I have made sure I have easy access to food that is better for me than potato chips, chocolate and candies. I have fresh fruit read to eat. Today I will chop up veggie sticks. And make a yogurt dip….
NO MORE HUMMUS….I love my hummus that I make…but I realized a LOT of oil in there and I eat the WHOLE THING….this is not good…
I am working on portion control and moderation…..this will be the hardest I think

Wednesday, November 2, 2011

Ok – here I am again….I have family here so my plans went out the window…not because I can’t bothered because I do…but because I want to enjoy my time with my sister….
My sister is very healthy and fit, she exercises and eats well. So I have to say SHE IS NOT HOLDING ME BACK!!!!
I have not eaten to excess….nor have I thought…hummmm can’t eat this, or can’t eat that. Nor have I stuffed my face until I feel sick from having a sugar/food overload or because I feel guilty.

I have signed up for basketball and Net ball…to say I was slightly concerned would be a LIE…I am worried sick…my size, my fitness level…sounding like a I am dying within the 1st 30 seconds…The sweat…the holding the other back….I think you’re getting my drift…..

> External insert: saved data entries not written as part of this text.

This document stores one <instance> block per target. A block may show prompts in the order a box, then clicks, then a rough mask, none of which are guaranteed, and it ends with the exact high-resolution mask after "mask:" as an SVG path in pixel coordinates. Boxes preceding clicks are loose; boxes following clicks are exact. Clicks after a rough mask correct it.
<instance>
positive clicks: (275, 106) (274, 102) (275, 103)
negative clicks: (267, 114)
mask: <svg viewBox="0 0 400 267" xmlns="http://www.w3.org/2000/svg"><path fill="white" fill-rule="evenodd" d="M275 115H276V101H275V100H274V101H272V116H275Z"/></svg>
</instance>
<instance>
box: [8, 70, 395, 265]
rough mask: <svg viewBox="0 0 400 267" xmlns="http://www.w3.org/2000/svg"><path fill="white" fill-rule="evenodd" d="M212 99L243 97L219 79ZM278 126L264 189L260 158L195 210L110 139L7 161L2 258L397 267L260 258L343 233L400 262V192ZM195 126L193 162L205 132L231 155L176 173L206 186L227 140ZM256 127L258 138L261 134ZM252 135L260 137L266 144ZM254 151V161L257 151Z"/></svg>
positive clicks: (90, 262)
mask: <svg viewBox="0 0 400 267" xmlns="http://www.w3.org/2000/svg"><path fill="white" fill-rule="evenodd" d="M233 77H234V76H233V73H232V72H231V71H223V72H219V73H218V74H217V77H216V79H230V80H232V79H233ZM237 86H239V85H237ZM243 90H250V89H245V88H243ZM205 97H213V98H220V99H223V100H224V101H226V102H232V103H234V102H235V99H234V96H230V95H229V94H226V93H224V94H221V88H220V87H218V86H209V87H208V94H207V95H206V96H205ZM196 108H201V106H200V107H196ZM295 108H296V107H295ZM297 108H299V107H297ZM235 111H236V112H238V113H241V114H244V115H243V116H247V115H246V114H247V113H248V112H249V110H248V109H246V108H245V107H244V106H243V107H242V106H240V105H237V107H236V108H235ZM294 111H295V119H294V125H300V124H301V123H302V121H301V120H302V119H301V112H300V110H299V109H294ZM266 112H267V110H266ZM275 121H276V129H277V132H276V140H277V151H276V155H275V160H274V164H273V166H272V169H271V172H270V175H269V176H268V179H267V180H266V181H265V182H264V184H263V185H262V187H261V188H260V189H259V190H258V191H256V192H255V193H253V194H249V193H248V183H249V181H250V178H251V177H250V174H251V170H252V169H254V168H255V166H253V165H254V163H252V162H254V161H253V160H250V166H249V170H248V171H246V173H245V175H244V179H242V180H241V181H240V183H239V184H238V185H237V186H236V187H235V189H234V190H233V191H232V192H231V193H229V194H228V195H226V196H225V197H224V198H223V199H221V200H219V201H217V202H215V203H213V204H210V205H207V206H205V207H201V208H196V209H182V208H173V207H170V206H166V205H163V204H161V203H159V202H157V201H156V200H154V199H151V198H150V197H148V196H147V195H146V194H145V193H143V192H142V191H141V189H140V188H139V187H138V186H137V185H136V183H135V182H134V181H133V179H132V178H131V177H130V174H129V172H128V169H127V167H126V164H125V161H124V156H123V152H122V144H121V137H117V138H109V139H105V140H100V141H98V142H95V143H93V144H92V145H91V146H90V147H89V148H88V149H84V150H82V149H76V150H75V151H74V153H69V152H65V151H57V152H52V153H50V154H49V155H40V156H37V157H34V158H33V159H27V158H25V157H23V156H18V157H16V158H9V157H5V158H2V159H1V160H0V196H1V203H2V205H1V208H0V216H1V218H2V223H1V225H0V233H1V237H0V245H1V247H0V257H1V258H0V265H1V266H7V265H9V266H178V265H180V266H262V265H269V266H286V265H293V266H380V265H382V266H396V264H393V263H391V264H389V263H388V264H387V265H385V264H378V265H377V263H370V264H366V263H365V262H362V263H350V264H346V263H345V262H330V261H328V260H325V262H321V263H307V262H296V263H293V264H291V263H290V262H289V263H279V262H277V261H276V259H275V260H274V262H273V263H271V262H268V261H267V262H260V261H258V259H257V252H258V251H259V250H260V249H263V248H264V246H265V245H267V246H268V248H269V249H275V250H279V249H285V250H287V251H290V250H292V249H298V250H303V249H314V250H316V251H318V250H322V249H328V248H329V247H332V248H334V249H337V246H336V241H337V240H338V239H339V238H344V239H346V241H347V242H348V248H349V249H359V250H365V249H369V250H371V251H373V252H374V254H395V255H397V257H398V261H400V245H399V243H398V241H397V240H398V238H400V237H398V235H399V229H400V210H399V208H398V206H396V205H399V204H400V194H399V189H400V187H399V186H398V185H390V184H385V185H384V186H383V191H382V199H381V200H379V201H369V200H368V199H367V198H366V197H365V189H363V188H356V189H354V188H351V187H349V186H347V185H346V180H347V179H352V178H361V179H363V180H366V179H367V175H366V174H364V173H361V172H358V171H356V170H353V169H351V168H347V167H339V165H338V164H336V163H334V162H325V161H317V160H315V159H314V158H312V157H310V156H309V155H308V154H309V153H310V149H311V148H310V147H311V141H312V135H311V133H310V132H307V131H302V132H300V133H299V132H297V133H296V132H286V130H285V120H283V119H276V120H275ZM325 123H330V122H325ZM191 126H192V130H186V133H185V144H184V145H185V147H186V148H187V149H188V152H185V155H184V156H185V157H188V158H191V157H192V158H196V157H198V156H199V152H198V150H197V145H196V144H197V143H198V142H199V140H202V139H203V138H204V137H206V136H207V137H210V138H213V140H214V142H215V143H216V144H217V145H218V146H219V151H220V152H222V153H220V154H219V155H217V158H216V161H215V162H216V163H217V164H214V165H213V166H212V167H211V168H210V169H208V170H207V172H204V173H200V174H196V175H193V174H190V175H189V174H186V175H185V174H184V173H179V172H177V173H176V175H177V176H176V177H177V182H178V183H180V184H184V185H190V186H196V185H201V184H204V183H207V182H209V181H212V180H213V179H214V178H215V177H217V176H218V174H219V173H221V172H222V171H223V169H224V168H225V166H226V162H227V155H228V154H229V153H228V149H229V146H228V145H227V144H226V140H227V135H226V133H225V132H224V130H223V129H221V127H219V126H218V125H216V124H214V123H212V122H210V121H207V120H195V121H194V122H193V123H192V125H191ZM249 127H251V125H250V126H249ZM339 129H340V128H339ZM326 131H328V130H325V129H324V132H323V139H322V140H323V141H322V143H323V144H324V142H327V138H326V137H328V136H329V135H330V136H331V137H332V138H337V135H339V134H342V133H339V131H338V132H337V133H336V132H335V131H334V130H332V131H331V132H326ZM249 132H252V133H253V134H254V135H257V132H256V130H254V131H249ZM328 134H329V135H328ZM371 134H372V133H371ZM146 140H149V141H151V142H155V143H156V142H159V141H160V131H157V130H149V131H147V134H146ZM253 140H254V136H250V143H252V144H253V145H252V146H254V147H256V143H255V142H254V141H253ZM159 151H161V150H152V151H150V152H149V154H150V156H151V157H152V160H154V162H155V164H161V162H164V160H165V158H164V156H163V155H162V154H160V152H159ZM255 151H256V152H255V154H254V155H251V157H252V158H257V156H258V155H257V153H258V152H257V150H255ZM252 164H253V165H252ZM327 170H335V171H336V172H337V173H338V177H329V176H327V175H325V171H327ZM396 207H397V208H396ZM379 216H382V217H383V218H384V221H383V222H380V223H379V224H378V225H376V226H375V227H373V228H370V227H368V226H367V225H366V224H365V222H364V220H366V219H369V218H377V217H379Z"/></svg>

Positive thoughts…I will and can do!!!!!...not sure when I will be giving this 100% but I am working up to it!!!!!

Wednesday, October 26, 2011

Well I am back….Missed a day of letting you know how bad I am….
Yesterday I was not overly bad or even naughty. But I never exercised…

Today I went to Disney and walked…not much by most people’s standards but by mine it was a LOT!!!!!!
I did have fast food for lunch.

On a good note I have drunk a load of water the past two days.

I read that one thing that was good for weight lose, is sleep.
Well I think that is explaining why I am not losing weight…I don’t sleep much…..I am mean it is 13.32 am here right now...so you might be getting my drift.

I have started to think positive and stepping out of my comfort zone….I would never have drove to Disney on my own with the kids…NEVER…but I did.
I have started the ball rolling for ANOTHER book club…while this will require me to sit on my backside to read, It will also mean I am out of the house another couple of hours a month!!!!!
This is all a BIG deal for me!!!!

Sunday, October 23, 2011

Well….Yesterday I seemed to type the talk, and that was it! …I started off well but then ate…half of a small naan bread, about a cup of curry chicken and THEN…..chicken wings and big steak fries and THEN…..I had a ice cream sandwich.

I did intend to go out walking this morning and then do Zuma (at home) then….may be join the husband at the gym….big ideas and little effort.
I should be ashamed of myself….I do feel a bit guilty…but seems not enough….
So I thought I should get on here and post this straight away, before I can think of yet ANOTHER excuse!!!!!

I will do some sort of exercise today, not sure what but something…even if I walk around the park a couple of times.

I have weighed and I have thought about measuring myself in inches to see if I lose any inches.

I have a dress that I bought a while back and I have never worn…..
So my first goal is to fit into that dress…I have until the end of January…..

NO MORE EXCUSES…It might be a slow journey but I have to get there!!!!



Saturday, October 22, 2011

I am going to be completely honest here, well if I am not it won’t be really worth doing this blog.
In the past I have tried to lose weight and exercise…but how much effort I have actually put into all this was never enough…or if it was enough effort it was never for long enough.
This morning after I talked with Karen @ Karen’s Carb Crazy Kitchen, I realized just how much I was putting off here….Karen mentioned some of the things I could eat. As it is Sunday morning here, I decided to make a cooked breakfast….I enjoyed my breakfast, minus the usual soft white bread. I would normally NEED to complete this meal. I did say NEED. I don’t actually like bread all that much, but sometimes soft white buttered bread….Well need I say any more.
One of my biggest problems is that when I am alone in the house I need to eat…I have no idea why I need to eat but I do. I am not sure if I eat just out of habit…Because it’s not boredom…last week for two days I was home alone and did not really need to go out…So I watched TV and ate and ate…then ate some more….I did run the vacuum around, make beds, the laundry etc, not that does not really take that long.
So I know I need to be active…which does not mean spending all my day in a gym, but doing something AWAY from the house…or trying to do things in the house that is AWAY from the kitchen.
The one thing that does go in my favor is that I am not a night time grazer….When I have had dinner…99% that’s enough for me.

I have decided to weigh once a week. Try and could out wheat, or eat less what and cut down on Potatoes.
The cutting down the potatoes is going to prove to be the hardest for me.
To me, pure heaven is roasted potatoes with homemade gravy….I have been known to make this just because……


So today:
Sunday 23rd October….
I have eaten a cooked breakfast of bacon, sausage, poached eggs, mushrooms and some beans. WITHOUT the bread…..
I have put some grapes in the freezer to eat as a snack.
And I have started this blog to help me with my journey to a healthier and hopefully thinner me.